2026-06-04 –, Track 2
Many organizations are developing LLM‑based applications to improve productivity, supported by the growing number of platforms that simplify their creation. However, integrating LLMs into applications introduces new security risks, as adversaries can exploit models through natural‑language–based attacks such as prompt injections and jailbreaks. Successful attacks can lead to sensitive data leakage, reputational harm, or deeper compromise of internal digital environments.
These risks highlight the need for structured, repeatable, and context‑aware security testing for LLM‑enabled applications. Therefore, we would like to present ProViLE: a systematic approach and supporting open‑source tool for prompt‑based security testing of LLM‑enabled applications. ProViLE emphasizes that effective tests are highly dependent on the context of the application.

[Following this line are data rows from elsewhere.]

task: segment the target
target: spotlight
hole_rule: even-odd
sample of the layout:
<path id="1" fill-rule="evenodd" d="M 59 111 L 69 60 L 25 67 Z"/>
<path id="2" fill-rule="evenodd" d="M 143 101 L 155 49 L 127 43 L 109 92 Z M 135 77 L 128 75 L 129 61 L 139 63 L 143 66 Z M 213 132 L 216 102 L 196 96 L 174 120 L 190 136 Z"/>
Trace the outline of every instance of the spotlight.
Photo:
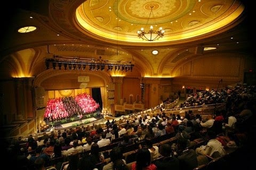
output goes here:
<path id="1" fill-rule="evenodd" d="M 76 69 L 76 64 L 73 64 L 73 70 L 75 70 L 75 69 Z"/>
<path id="2" fill-rule="evenodd" d="M 58 63 L 58 66 L 59 66 L 59 70 L 61 70 L 61 63 Z"/>
<path id="3" fill-rule="evenodd" d="M 85 64 L 83 65 L 83 70 L 84 71 L 85 70 L 85 67 L 86 67 L 86 65 Z"/>
<path id="4" fill-rule="evenodd" d="M 105 69 L 105 65 L 103 64 L 101 65 L 101 69 L 100 69 L 100 70 L 103 71 Z"/>
<path id="5" fill-rule="evenodd" d="M 50 63 L 48 63 L 47 62 L 45 62 L 45 65 L 46 66 L 46 69 L 47 70 L 49 69 Z"/>
<path id="6" fill-rule="evenodd" d="M 68 66 L 68 64 L 67 63 L 64 63 L 64 69 L 67 70 L 67 67 Z"/>
<path id="7" fill-rule="evenodd" d="M 81 69 L 81 64 L 77 65 L 77 70 L 80 70 Z"/>
<path id="8" fill-rule="evenodd" d="M 52 63 L 52 67 L 53 67 L 53 70 L 56 69 L 56 62 Z"/>

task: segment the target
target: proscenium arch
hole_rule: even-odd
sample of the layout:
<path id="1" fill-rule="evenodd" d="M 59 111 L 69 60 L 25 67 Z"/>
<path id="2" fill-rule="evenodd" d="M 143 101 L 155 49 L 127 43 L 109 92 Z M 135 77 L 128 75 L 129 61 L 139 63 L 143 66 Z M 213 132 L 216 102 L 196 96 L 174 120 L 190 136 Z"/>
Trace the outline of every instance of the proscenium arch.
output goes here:
<path id="1" fill-rule="evenodd" d="M 80 74 L 79 73 L 81 71 L 73 71 L 72 73 L 75 72 L 77 74 L 77 76 L 82 76 L 83 74 Z M 58 76 L 58 75 L 62 75 L 65 74 L 68 74 L 70 73 L 70 71 L 69 70 L 59 70 L 49 69 L 46 71 L 39 74 L 38 76 L 35 78 L 33 86 L 34 87 L 40 87 L 42 82 L 50 78 Z M 87 74 L 89 75 L 92 75 L 94 76 L 97 76 L 104 80 L 105 85 L 113 82 L 111 76 L 106 72 L 102 72 L 100 71 L 88 71 L 85 72 L 84 73 Z"/>

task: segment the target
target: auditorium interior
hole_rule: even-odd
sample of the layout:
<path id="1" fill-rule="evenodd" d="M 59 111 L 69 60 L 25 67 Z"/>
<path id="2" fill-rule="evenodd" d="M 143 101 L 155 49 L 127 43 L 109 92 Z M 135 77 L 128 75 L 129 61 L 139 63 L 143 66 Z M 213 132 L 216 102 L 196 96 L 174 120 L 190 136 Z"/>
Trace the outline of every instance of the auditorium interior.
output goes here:
<path id="1" fill-rule="evenodd" d="M 84 109 L 81 127 L 163 109 L 182 116 L 188 109 L 215 113 L 222 106 L 217 101 L 187 110 L 180 104 L 193 93 L 256 85 L 249 1 L 6 2 L 10 8 L 2 14 L 7 19 L 1 33 L 1 138 L 36 138 L 54 128 L 57 133 L 62 124 L 69 125 L 62 131 L 76 128 L 78 112 L 67 122 L 46 117 L 47 104 L 84 94 L 97 106 Z"/>

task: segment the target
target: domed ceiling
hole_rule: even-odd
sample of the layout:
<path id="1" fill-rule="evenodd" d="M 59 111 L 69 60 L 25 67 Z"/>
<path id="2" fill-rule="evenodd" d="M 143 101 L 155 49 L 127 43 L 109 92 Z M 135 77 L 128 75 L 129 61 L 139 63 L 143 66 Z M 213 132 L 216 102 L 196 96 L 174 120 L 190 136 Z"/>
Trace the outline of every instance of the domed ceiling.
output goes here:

The approach guides practitioners through four key steps: (1) defining potential attack objectives, (2) identifying relevant attack techniques, (3) formulating corresponding attack prompts, and (4) evaluating the LLM application’s responses to the attack prompts.
The ProViLE tool automates the final two steps by using LLMs to (3) generate attack prompts from objectives and techniques, and (4) evaluate whether a response constitutes a successful attack based on the objective and a scoring rubric. This enables scalable and consistent testing across diverse application contexts. The result is a structured overview of the security posture of an LLM‑based application across custom security considerations.
ProViLE aims to facilitate the penetration‑testing workflow for LLM applications, but can also be used by development teams to conduct initial baseline assessments before deployment. By open‑sourcing our work, we hope to support the broader development of secure LLM‑based systems.
Outline:
During the talk, we will cover several parts of the paper and tool. Both are publicly available, and the tool is open source. With the talk, we hope to give the listeners more insight on how to make a better indication of the risks an LLM may introduce in their applications. We aim to make the talk interesting for both beginners and more experienced cyber specialists in the LLM area.
The following (sub)points will be discussed during the talk
- Why LLM Security Is a Growing Concern
- LLMs are widely adopted, meaning that many modern applications now include LLM in a way.
- LLMs are still relatively new and therefore lack mature pentesting practices.
- Specific attacks, such as prompt-based attacks, are often successful.
- Why Prompt Based Attacks Actually Work
- LLMs are trained to fulfil the users’ requests. This instruction can intervene with given security guidelines.
- Some other guardrails, such as in- and output filters, can be bypassed.
- Challenges in Testing LLM Applications
- Traditional vs ‘LLM Pentesting’
- Hallucinations
- LLMs are non-deterministic, making it harder to find vulnerabilities.
- Introducing ProViLE: Goals and Approach
- 4-step approach to facilitate Prompt Based Testing for LLMs.
- How to systematically find vulnerabilities in LLM based applications.
- The Four Step Framework
- (1) Defining attack objectives
- (2) Identifying relevant attack techniques
- (3) Prompting the LLM
- (4) Evaluate the response
- How the PRoViLE Tool Automates Prompt Generation & Evaluation
- Use of attacker and judge LLM.
- Structured attacker and judge prompt templates.
- Single shot vs multi shot prompting.
- Demo Run
- Small live demonstration of ProViLE on an LLM-based application.
- How Teams Can Start Using ProViLE Today
- Open source tooling
- Code is on GitHub, paper/flyer can be used as a ‘deep dive’ into LLM application testing.
- Limitations & Future Enhancements
- Currently focussed on LLMs with Extensions, such as RAGs.
- Future enhancements may include AI Agent support and agentic support.
- We aim to build an active open-source community, hoping to support the broader development of secure LLM-based systems.
- Conclusion & Takeaways
- Pentesting LLM-based applications is fundamentally different than traditional pentesting.
- Pentesting your LLM application is important and should not be underestimated / seen as an afterthought.
- The ProViLE approach and tooling enable structured identification of vulnerabilities that are specific to the context in which an LLM-based application is deployed.
Rajeck Massa is a Cyber Security scientist at TNO, where he contributes to applied research across system and software security, AI security, and advanced detection and innovation. He holds an MSc in Computer Science from Leiden University and joined TNO after completing an internship there. In his work, Rajeck is involved in research projects that study how complex technical systems can be abused under realistic adversarial conditions, ranging from low‑level software components to modern AI‑enabled applications. His interests include developing and validating practical security testing methodologies, particularly in areas where existing approaches fall short. Through his research, he aims to help bridge the gap between emerging technologies and actionable security practice.